Dr. Michael LaitmanLes grandes profondeurs sombres de mon désir qui sont encore inconnues sont appelées le «cœur de pierre», qui ne se révèle qu’à la suite de mes efforts. Le système d’Adam HaRishon ( premier homme ) a commis le péché de «l’arbre de la connaissance » en raison de la dissimulation du cœur de pierre. Il se révèle si nous avançons vers l’adhésion. Quand j’aspire fortement à l’adhésion, je découvre tout à coup que je n’y arrive pas et que ce n’est tout simplement pas pour moi .

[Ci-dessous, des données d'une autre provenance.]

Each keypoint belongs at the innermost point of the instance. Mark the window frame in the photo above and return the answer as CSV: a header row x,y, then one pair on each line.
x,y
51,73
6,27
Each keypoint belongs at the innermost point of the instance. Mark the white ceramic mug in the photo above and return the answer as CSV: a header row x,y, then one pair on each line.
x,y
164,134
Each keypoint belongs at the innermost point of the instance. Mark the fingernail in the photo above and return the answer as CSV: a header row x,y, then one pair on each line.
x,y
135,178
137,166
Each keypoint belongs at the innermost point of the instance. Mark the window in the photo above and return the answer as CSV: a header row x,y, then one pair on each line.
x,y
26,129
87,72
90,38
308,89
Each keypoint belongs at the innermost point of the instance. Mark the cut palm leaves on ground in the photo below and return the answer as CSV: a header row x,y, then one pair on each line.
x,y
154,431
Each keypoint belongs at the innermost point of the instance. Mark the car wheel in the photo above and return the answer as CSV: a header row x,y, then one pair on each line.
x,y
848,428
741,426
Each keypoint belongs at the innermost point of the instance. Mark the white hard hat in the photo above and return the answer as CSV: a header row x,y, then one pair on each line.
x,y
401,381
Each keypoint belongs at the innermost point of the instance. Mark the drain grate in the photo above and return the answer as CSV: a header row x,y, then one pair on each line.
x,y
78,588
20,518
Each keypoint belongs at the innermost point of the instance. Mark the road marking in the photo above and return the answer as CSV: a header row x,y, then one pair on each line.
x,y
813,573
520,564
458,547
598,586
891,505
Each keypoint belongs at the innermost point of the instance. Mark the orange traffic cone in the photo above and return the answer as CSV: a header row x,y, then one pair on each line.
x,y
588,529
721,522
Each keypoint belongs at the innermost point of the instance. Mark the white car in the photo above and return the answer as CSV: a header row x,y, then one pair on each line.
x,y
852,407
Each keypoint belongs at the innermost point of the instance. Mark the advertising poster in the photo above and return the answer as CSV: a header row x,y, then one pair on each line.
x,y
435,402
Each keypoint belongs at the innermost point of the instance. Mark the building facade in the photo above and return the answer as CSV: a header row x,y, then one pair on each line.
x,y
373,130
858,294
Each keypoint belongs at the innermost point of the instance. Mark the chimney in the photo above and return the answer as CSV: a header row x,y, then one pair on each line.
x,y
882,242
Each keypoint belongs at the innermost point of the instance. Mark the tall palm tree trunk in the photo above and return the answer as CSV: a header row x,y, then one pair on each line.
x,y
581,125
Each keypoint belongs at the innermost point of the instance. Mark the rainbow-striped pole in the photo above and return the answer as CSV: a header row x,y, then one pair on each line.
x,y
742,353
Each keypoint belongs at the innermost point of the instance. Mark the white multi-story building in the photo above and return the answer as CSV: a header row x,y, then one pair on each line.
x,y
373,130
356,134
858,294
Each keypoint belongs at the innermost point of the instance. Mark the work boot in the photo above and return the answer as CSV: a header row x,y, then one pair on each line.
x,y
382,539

Quand je transforme un montant raisonnable de désirs en vue de donner, je découvre un ajout, un rocher géant à l’intérieur qui se moque de moi : ” Vous n’avez aucune chance, cela ne me touche pas, vous ne serez jamais capable de me corriger”. Comme résultat, Je ne peux pas atteindre l’adhésion. Je ressemble au Créateur, en quelque sorte, mais le cœur de pierre ne me laisse pas m’en approcher.

C’est la raison du péché d’Adam , il a découvert le cœur de pierre, le serpent, mais n’a pas pu garder l’intention de recevoir pour donner. Par conséquent, nous devons aussi clarifier cet état progressivement afin de décider en fin de compte qu’il n’y a pas d’autre choix et que nous devons le corriger. Eve a également estimé que c’était leur travail, ce qui signifie que sans la révélation du péché, du fruit, la vie est insipide. Elle a trouvé une force spéciale dans l’arbre de la connaissance qui n’existait dans aucun des arbres du jardin.

Question: Il s’avère que le cœur de pierre est une sorte de boîte de Pandore. Devons-nous la découvrir progressivement à tous les niveaux ou découvrons-nous tout à la fois à la fin de la correction ?

Réponse: Un peu d’elle se révèle à tous les niveaux. Après tout, le plus bas niveau comprend également tout en lui. L’infinité se révèle en lui, mais vous la perçoivez selon la résolution de votre écran. Donc, vous devez constamment travailler sur la sensibilité de votre récipient de perception.

De la 4e partie du cours quotidien de Kabbale 1/15/14 , Écrits du Baal HaSoulam

La triple attaque du Créateur

Dr. Michael LaitmanQuestion: Au cours du congrès d’ Arava , comment pouvons-nous nous sentir comme responsable des amis comme des sous-mariniers qui ne n’abandonneront pas leurs amis et préfèrent se noyer avec eux si seulement la moitié de l’équipage peut être sauvée?

Réponse: Ils ne sentent pas qu’ils sont sur ​​le point de mourir car la vraie mort pour eux est détachée de leurs amis. Ils sont élevés à une sensation d’un niveau supérieur de la vie et de la mort, bien que cela soit une coquille ( Klipa ), c’est néanmoins par rapport à  la connexion spirituelle aux amis.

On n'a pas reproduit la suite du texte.